A catalytic heater is a flameless heater which relies on catalyzed chemical reactions to break down molecules and produce calefaction (heat). When the catalyst, fuel (e.g., natural gas), and oxygen combine, they react at a low enough temperature that a flame is not produced. This process keeps repeating itself until either oxygen or the fuel run out.

== Types ==
There are three main types of larger catalytic heaters:

1. Heated Enclosure Packages
2. Instrument Gas and Pilot Preheating Regulators
3. Space Heating

Heated enclosure packages are used to protect pipes from rain and ice build-up by keeping the pipes heated. The catalytic heater is contained within the package which is usually made out of stainless steel. Instrument gas and pilot preheating regulators are only used for freeze protection, and to heat up the gas before it reaches the pilot. It can also be used to heat a stream of gas that is used for measurement or instrumentation. Space heating is a good substitution when heat is required but traditional means, such as electricity or safety concerns over explosive gas, cannot be used. Catalytic space heaters generate infrared heat to raise the temperature in a given area.

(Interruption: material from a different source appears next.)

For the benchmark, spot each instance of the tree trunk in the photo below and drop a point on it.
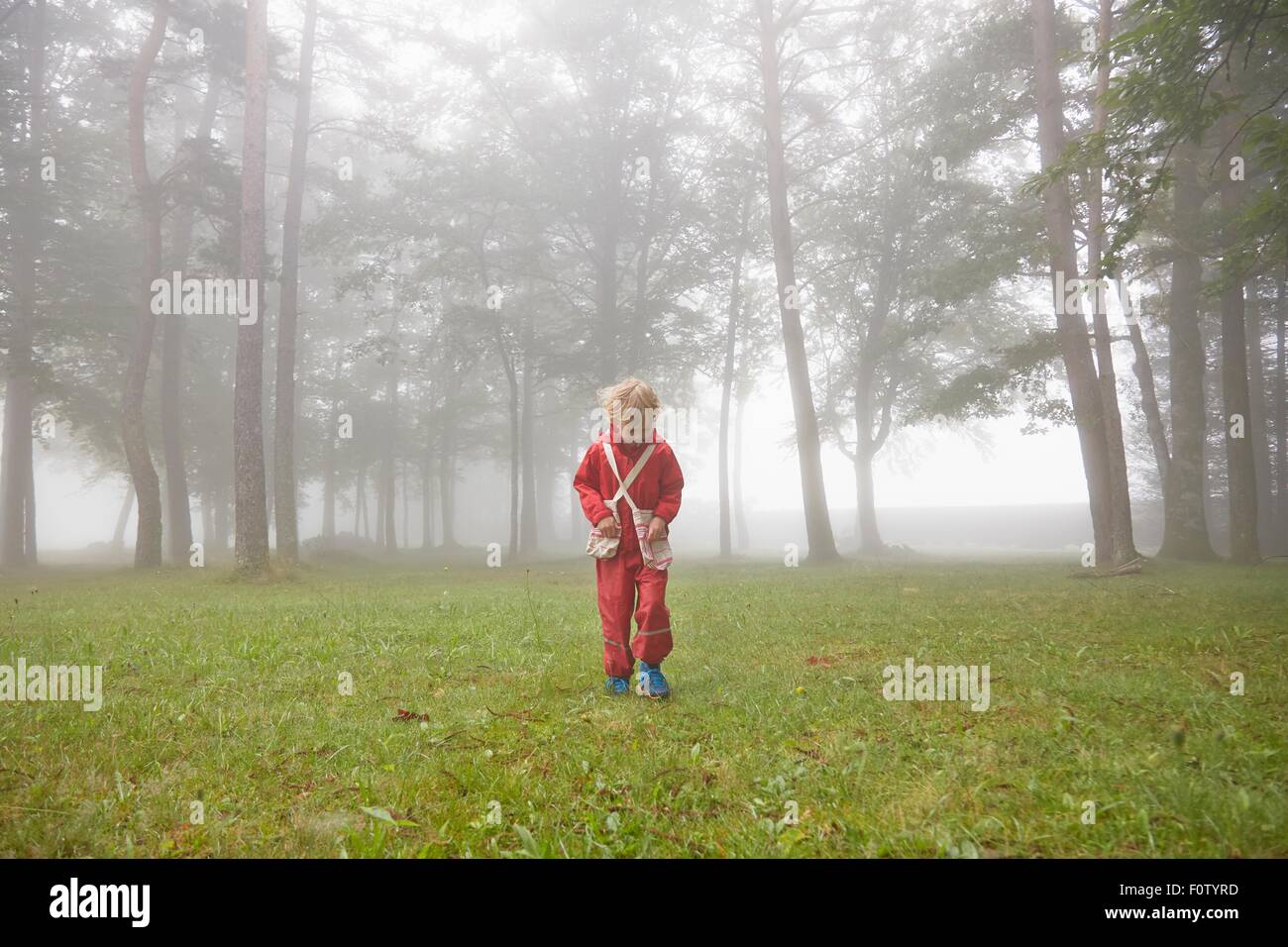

In addition to the larger catalytic heaters there are also small hand warmer or pocket heaters that use a catalyst combustion unit. Current units use a glass fiber substrate coated with platinum. Cheaper units may use other catalysts that do not work as well. Some older units used asbestos substrates. These hand warmers are for people who work or pursue leisure activities outdoors in very low temperatures, especially those that require manual dexterity that is not possible while wearing thick gloves or mittens. They date from the foundation of the Japanese Hakkunin company by Niichi Matoba, who founded to produce a hand warmer 'Hakkin Kairo' based on his Japanese patent of 1923. John W. Smith, President of Aladdin Laboratories, Inc. of Minneapolis was awarded a US patent for a product called the Jon-e (pronounced “Johnny”) catalytic hand warmer on December 25, 1951. Production peaked in the fifties and sixties, at 10,000 warmers a day. Aladdin went out of business in the 1970s. In 2010 the Zippo lighter company introduced an all-metal catalytic hand warmer, along with other outdoor products. There are other catalytic hand warmer brands like the South Korean S-Boston, the UK Whitby Warmer and also Chinese unbranded versions of designs based on the Hakkin 'Peacock' or the 'Jon-e' which date back to the manufacturing heyday of Hong Kong in the 1960s and 70s.

== Chemistry ==
The following substances are able to help oxidize a fuel for a catalytic heater at a useful rate:
- Platinum can be used with natural gas, propane and butane. It generates a surface temperature of 300–550 °C, lower than the 760 °C ignition point. Pt heaters are the most common type.
- Palladium can be used with hydrogen gas. Pd-coated carbon was used in 2010 for a prototype heater built by the Sandia National Laboratory.

==Functions==

Catalytic heaters serve many functions, especially in the oil and gas industries.  They are useful where heat production is necessary at a controlled rate. Typically used in Thermoelectric Generators (TEG's or thermopiles) off of raw well gas or H2S to create enough electricity to operate the remote well site at great distances from their parent processing plants. They can also be used in gas meters, regulators and control valves, gas wellhead heaters, pipeline heaters, space heaters, separators, and compressor stations. Some other examples would include soldering irons, hand warmers, and space-heating appliances. Catalytic heaters have high efficiency allowing smaller heaters to be used, therefore lowering initial costs and fuel consumption. These heaters typically use propane (LP) or butane fuel, whereas many older types use either liquid fuel or alcohol. Handheld catalytic hand warmers have traditionally only used naphtha-type liquid fuel.

==Safety==
Catalytic heaters can have several potential safety issues if incorrectly installed or placed in poorly ventilated areas, including fuel leakage and carbon monoxide poisoning from insufficient exhaust extraction or improperly tuned reaction. The American Gas Association standards specify that the concentration in free air of carbon monoxide from a gas heater should not exceed 200 parts per million (ppm). Conversely, since catalytic heaters are flameless, there is a reduced fire risk.